Кабинет
Владимир Ошеров

Глобализация и/или глобализаторство?

Глобализация и/или глобализаторство?

На протяжении ряда последних десятилетий в американском политическом истеблишменте и средствах массовой информации периодически возникают диспуты на тему: “Кто упустил...?” Например: “Кто упустил Китай?”, или “...Вьетнам?”, или “...Иран?”. Сегодня в центре таких дискуссий оказалась Россия. В частности, во влиятельном журнале “Нэшнл интерест” (“National Interest”) весной 2000 года (№ 59) была напечатана статья Жанин Уэдл “Tainted Transactions: Harvard, the Chubais Clan and Russia’s Ruin” (“Нечистые сделки: Гарвард, клан Чубайса и разорение России”), посвященная участию в российских реформах ряда западных экономистов-советников, чиновников из правительственных организаций США, а также связанных с ними международных финансовых организаций.

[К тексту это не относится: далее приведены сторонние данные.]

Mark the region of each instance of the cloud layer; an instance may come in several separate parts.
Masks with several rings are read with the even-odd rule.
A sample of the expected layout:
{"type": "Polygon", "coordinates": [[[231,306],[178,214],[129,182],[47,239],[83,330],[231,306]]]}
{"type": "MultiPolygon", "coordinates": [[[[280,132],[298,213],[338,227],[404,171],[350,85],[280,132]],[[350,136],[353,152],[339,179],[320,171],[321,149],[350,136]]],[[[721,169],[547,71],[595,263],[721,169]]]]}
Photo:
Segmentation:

“Как могли Соединенные Штаты, — задается вопросом Ж. Уэдл, — бесспорно доминировавшие в этих взаимоотношениях (с Россией. — В. О.), позволить, чтобы одно из самых многообещающих примирений прошедшего столетия не состоялось?” Цитируя целую серию документов и показаний участников и очевидцев, автор старается ответить на поставленный ею самой вопрос и при этом делает ряд обобщений, касающихся не только России.

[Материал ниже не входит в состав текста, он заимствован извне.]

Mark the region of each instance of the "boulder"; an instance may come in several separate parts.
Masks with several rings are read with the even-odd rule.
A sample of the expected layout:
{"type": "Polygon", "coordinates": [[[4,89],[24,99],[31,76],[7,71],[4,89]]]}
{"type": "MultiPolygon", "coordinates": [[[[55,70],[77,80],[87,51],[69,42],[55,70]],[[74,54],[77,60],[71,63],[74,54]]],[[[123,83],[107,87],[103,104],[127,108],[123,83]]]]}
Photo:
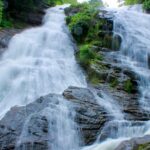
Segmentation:
{"type": "Polygon", "coordinates": [[[150,136],[123,141],[115,150],[150,150],[150,136]]]}
{"type": "MultiPolygon", "coordinates": [[[[105,109],[97,104],[89,89],[70,87],[62,95],[49,94],[27,106],[15,106],[0,121],[0,149],[47,150],[55,142],[55,114],[60,98],[75,110],[75,122],[83,145],[91,144],[109,119],[105,109]],[[49,111],[50,110],[50,111],[49,111]],[[53,117],[54,116],[54,117],[53,117]],[[49,118],[52,119],[49,122],[49,118]],[[51,123],[51,128],[49,128],[51,123]]],[[[71,115],[71,114],[70,114],[71,115]]]]}
{"type": "Polygon", "coordinates": [[[89,89],[70,87],[63,95],[73,103],[75,121],[79,125],[85,145],[93,143],[110,118],[106,110],[97,103],[89,89]]]}

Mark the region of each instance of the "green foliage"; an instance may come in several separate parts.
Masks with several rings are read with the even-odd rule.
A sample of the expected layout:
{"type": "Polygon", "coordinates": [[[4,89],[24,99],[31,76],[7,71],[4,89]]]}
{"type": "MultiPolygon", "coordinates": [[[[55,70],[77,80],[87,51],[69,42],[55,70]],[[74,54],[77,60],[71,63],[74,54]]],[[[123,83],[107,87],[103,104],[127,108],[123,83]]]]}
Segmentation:
{"type": "Polygon", "coordinates": [[[133,83],[131,80],[127,80],[124,82],[124,90],[128,93],[132,93],[133,91],[133,83]]]}
{"type": "Polygon", "coordinates": [[[0,23],[2,22],[3,17],[3,1],[0,0],[0,23]]]}
{"type": "MultiPolygon", "coordinates": [[[[71,6],[69,11],[75,10],[77,13],[66,18],[69,29],[78,43],[83,43],[86,39],[91,39],[90,34],[95,32],[93,22],[98,15],[97,3],[83,3],[71,6]]],[[[91,34],[93,35],[93,34],[91,34]]]]}
{"type": "Polygon", "coordinates": [[[79,48],[78,59],[81,65],[87,68],[91,61],[94,59],[98,59],[96,52],[91,50],[90,45],[82,45],[79,48]]]}
{"type": "Polygon", "coordinates": [[[126,0],[127,5],[140,4],[143,2],[144,2],[144,0],[126,0]]]}
{"type": "Polygon", "coordinates": [[[145,10],[150,10],[150,0],[126,0],[127,5],[143,4],[145,10]]]}
{"type": "Polygon", "coordinates": [[[119,81],[117,80],[117,78],[115,78],[114,80],[111,81],[110,86],[116,87],[118,84],[119,84],[119,81]]]}

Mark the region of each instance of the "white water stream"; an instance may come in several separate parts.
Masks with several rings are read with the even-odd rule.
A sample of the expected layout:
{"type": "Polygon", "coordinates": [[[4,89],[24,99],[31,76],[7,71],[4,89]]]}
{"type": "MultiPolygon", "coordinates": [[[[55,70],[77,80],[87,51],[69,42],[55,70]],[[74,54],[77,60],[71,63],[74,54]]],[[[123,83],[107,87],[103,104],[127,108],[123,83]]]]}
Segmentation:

Статья, очевидно относящаяся к разряду “разоблачительных”, вызвала резкую и даже жесткую дискуссию в двух последующих номерах журнала, в которой приняли участие Джеффри Сакс, Андерс Аслунд, Маршалл Голдман и многие другие, включая, разумеется, и автора первой статьи. В ходе этой дискуссии выяснилось, что на оплату гарвардских консультантов и различных программ шли непосредственно государственные средства США (около 350 млн. долларов помимо ссуд МВФ), причем курировал весь проект Лоренс Саммерс, секретарь (министр) финансов США, бывший до этого профессором экономики в Гарварде, а еще раньше — главным экономистом Всемирного банка. Он регулярно встречался с главными участниками, помогал им в получении денег из различных источников, рекомендовал вкладчикам в США и проч. При этом представитель департамента финансов (то есть Саммерса) в посольстве США в Москве блокировал любую негативную информацию об экономическом положении России, чтобы не спугнуть инвесторов на Уолл-стрит и не дать козыри в руки оппозиции — республиканской партии — на подходе к выборам. Об этом свидетельствует один бывший американский дипломат, видевший в посольстве своими глазами десятки черновых депеш, так и не отправленных в Вашингтон...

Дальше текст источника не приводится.